<muurkha>
it shows examples of the ungodly hacks in a RISC-V context
<muurkha>
aha, and the RI5CY user manual https://pulp-platform.org/docs/ri5cy_user_manual.pdf explains how the DSP-style zero-overhead hardware looping support interacts with context switches: the loop state is exposed as CSRs. the OR10N paper didn't seem to explain that
<jrtc27>
and not gated behind a feature bit, so your OS has to be aware of it otherwise bad things happen if something uses it
<jrtc27>
(boom if multiple use it, plus side-channels galore)
<muurkha>
I don't think these chips support memory protection, so if one task wanted to exfiltrate information to another I think it could just write into its memory
<muurkha>
so I don't think they're worried about side-channels
<muurkha>
it's interesting to think about what kind of design would allow you to add per-task state like these hardware looping registers in a way that you wouldn't need to patch the OS task switching code every time you added a new one
anup_patel has quit [Remote host closed the connection]
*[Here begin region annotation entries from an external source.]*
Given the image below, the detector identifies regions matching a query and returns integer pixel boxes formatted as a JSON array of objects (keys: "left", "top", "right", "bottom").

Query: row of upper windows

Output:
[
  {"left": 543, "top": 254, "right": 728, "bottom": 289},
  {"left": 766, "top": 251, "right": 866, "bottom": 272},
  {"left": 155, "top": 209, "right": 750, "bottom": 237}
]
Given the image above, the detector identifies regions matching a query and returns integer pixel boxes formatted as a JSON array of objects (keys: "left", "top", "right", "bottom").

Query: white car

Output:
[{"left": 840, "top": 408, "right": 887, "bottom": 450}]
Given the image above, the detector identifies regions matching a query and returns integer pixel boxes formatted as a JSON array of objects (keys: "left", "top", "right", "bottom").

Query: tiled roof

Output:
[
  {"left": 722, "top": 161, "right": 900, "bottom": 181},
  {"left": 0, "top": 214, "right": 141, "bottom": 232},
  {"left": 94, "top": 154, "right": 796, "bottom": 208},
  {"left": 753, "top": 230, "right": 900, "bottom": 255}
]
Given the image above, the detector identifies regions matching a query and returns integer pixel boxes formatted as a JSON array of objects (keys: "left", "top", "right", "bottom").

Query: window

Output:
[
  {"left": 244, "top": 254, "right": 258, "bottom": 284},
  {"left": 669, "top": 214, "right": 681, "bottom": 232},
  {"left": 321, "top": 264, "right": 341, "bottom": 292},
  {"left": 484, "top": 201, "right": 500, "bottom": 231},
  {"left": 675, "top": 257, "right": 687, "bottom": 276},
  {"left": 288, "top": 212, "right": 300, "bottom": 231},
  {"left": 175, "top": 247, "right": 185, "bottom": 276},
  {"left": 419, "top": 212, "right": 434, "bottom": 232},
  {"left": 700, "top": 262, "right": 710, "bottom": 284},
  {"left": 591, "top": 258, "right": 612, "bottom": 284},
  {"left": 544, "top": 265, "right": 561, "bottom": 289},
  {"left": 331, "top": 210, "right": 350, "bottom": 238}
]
jacklsw has quit [Quit: Back to the real world]
<dh`>
that link (the dan bernstein one) sounds kind of nutty as one might perhaps expect ("take this freedom away"?)
<dh`>
but, I think he's unaware of any number of reasons why huge vectors might in fact slow the whole system down
<dh`>
meanwhile I've been more-or-less intentionally not following the RVV stuff so I don't have an opinion
elastic_dog has quit [Ping timeout: 240 seconds]
Leopold has joined #riscv
Leopold has quit [Remote host closed the connection]
jacklsw has joined #riscv
elastic_dog has joined #riscv
<muurkha>
dh`: hmm, are you aware of such reasons, or are you just speculating that they might exist?
<muurkha>
this is suboptimal output from objdump -d when presented with a not-yet-relocated la:
<muurkha>
aa:00000517 auipca0,0x0
<muurkha>
ae:00050513 mva0,a0
<jrtc27>
what's your point?
<jrtc27>
that's how RISC ISAs present
<jrtc27>
and x86 would instead just say mov 0(%rip), %rXX
<jrtc27>
uh lea even
<muurkha>
maybe objdump should say addi a0, a0, 0 in this case
<jrtc27>
there's an LLVM patch to do that
<jrtc27>
I'm not sure I entirely agree with it
<jrtc27>
unless you can go all the way and make it say addi a0, a0, %pcrel_lo(1b)
Leopold has joined #riscv
<jrtc27>
but regardless, objdump -dr and move on
<muurkha>
that would be a lot better but objdump doesn't normally go around looking at relocations
<muurkha>
does it?
<jrtc27>
-r does
<jrtc27>
no reason -d couldn't
<jrtc27>
like how -d already looks up symbols
<muurkha>
hmm, good point
<muurkha>
I'd never used -r, thanks
<muurkha>
it just seems a little unnecessarily obscurantist to use the pseudo-instruction in the disassembly output; probably I'm not the only noob who forgets that mv is actually addi...0
<muurkha>
which you still have to remember if you're reading this:
<muurkha>
ae:00050513 mva0,a0
<muurkha>
ae: R_RISCV_RELAX*ABS*
<muurkha>
ae: R_RISCV_PCREL_LO12_I.L0
<jrtc27>
well it'd have to look at the relocation to decide not to emit mv
<muurkha>
oh, I was thinking it could just look at the fact that the source and destination register are the same
<muurkha>
although I guess they wouldn't have to be
Armand has joined #riscv
<muurkha>
in theory you could auipc or lui into one register and then fix up the low 12 bits in some other register, and maybe that would even be a useful thing to do if you had two or more constants to load in the same 12-bit area, but do any compilers actually do that?
<muurkha>
oh well. pretty trivial
ldevulder has joined #riscv
Leopold has quit [Quit: No Ping reply in 180 seconds.]
Leopold has joined #riscv
JanC has quit [Read error: Connection reset by peer]
JanC has joined #riscv
JanC has quit [Ping timeout: 240 seconds]
JanC_ has joined #riscv
JanC_ is now known as JanC
Leopold has quit [Remote host closed the connection]
Leopold has joined #riscv
rsalveti has quit [Quit: Connection closed for inactivity]
<patersonc[m]>
Isn't the world full of "non-standard" devices?
<bjdooks>
are those the special ones where they managed to make the closecoupled memory match on VA insyead of PA?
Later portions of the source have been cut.